As for bookmarks, if you're afraid to delete something you've had a year or two and have never used, trust that anything you REALLY found useful on the web can be found once again, if necessary. AskMe is proof of that.

Finally, consider the fact that you don't need to reinvent the wheel. Talk to your professors, or to new teachers who graduated a few years before you did, or teachers for whom you've student taught, or even set up a consultation with a professional organizer who has experience working with teachers. When I work with teachers, whether for their classrooms or home workspaces, I find that they system we pick comes from evaluating the way the individual teacher thinks and processes information, so although all of us can give you advice, getting some personalized advice (from colleagues or a PO) will help you find solutions that fit your needs.
posted by The Wrong Kind of Cheese at 3:00 PM on February 1, 2012 [3 favorites]


(And I totally agree with kindall: there's no moral virtue in organization. Do it to the extent that it improves your life, makes you feel good, and gives you more time to do other more fulfilling things; don't imagine that you "need to be organized".)
posted by oliverburkeman at 3:01 PM on February 1, 2012


I don't know how you feel about capital-S-"Systems" but I used to be a chronically disorganized, lost, late, all-over-the-place mess until I started using Getting Things Done. Just pck up the book from the library and see what you think. I'm not an absolute devotee, but I have committed to about 75% of the strategies in GTD and have not lost a single file or document in two years. I can find any item in my filing cabinet or email within 30 seconds. It's been miraculous for me.
posted by arcticwoman at 3:02 PM on February 1, 2012 [1 favorite]


Another fan of Getting Things Done. Great system, easy to follow, and most importantly, it helps you "destress" Organization. The organization flowchart does the mental work for you and it's so elegant - a thing of beauty, really.
posted by gardenbex at 5:30 PM on February 1, 2012 [1 favorite]
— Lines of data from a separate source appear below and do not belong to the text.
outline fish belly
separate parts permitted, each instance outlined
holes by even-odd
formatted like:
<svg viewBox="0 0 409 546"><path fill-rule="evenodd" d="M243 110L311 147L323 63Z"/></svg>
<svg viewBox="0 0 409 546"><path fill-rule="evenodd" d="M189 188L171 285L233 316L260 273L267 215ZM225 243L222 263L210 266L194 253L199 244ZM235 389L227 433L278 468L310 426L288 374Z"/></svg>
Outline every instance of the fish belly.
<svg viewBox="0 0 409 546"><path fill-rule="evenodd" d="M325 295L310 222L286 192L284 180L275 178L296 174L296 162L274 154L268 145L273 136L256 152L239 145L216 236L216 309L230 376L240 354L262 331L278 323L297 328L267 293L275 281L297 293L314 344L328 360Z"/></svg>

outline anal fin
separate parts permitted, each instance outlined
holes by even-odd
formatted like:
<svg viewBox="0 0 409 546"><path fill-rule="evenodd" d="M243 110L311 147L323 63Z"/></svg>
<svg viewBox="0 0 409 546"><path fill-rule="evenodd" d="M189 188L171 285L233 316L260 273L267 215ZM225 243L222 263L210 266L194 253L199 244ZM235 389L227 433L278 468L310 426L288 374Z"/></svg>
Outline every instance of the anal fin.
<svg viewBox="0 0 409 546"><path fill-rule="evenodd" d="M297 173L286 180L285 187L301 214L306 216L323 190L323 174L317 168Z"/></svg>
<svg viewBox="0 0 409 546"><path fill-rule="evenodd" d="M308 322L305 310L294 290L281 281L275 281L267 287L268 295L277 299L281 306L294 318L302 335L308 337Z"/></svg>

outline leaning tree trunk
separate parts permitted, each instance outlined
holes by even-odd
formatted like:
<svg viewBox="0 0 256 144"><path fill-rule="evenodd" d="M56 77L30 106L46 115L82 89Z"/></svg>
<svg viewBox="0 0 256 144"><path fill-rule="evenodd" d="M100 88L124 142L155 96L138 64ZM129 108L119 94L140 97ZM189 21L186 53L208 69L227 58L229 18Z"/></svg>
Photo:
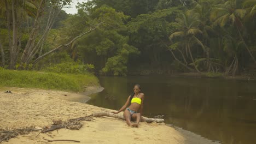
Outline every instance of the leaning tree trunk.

With respect to organizing your desktop, you answered your own question, under the heading, "Here are some things I am rapidly accumulating." The answer is...categories! You categorized all the things on your desktop. Now make folders with those labels on them and put the things in the folders they belong in.

People get hung up on whether they are using the "right" categories, as if there were such a thing. The reality is that any group of things can be categorized "correctly" in several different ways, and what matters is the context. Your needs supply the context; chances are, the categories you just listed are exactly the right categories for your needs.
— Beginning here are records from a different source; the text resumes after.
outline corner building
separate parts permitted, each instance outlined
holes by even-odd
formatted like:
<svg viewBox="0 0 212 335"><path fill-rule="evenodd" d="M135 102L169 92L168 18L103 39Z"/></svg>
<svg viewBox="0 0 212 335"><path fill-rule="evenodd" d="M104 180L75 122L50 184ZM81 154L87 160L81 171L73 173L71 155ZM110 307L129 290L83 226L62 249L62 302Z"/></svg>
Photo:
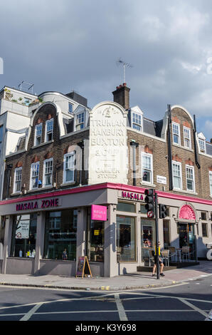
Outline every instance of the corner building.
<svg viewBox="0 0 212 335"><path fill-rule="evenodd" d="M151 265L156 227L144 208L147 188L168 207L159 220L161 249L187 246L189 261L206 258L212 143L184 107L168 106L152 121L129 106L125 83L112 93L114 101L93 108L69 93L68 111L57 103L66 99L61 93L40 95L28 131L6 157L2 273L75 276L80 256L101 277Z"/></svg>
You can drill down into those folders and make subcategories, but beware of going overboard with that. It's perfectly OK to have a lot of things that aren't completely homogeneous lumped under one general category. Your only concern is, can I find a handout on topic x more quickly if it's under Handouts or if it's another folder down in Handouts > X.
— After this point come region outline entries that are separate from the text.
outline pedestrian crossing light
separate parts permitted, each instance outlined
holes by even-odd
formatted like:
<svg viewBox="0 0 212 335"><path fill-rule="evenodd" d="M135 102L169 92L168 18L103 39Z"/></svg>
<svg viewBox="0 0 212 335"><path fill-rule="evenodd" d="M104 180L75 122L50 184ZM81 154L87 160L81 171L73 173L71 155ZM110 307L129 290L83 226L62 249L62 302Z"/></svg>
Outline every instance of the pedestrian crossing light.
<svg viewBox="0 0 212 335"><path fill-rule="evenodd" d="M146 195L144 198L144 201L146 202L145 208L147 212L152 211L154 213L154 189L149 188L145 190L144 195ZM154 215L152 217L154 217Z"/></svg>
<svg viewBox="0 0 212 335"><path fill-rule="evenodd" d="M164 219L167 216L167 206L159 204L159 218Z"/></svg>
My apologies if I'm stating the obvious, but for organizing knowledge, it really is just...categories.
posted by bricoleur at 6:22 PM on February 1, 2012


This is something that I'm struggling with, as well.

As far as professional development activities/programs and potential unit-plan-type resources, I got myself a plastic bin that holds hanging file folders, a set of hanging folders, and a set of plain tabbed folders to go inside. I labeled hanging folders with the different subjects I'm working with- one with biology, one with earth/space science, one with integrated science, one with general teaching knowledge/tips- and then labeled regular folders to go in to those file folders. For example, I just did a workshop through a local museum on climate control- so I made a folder labeled "Climate Control", placed that in the Earth/space science hanging folder, and kept the whole thing in the file box. It seems silly to do much more than this system in terms of paper organization, especially when I don't know where or what I'll be teaching in the future.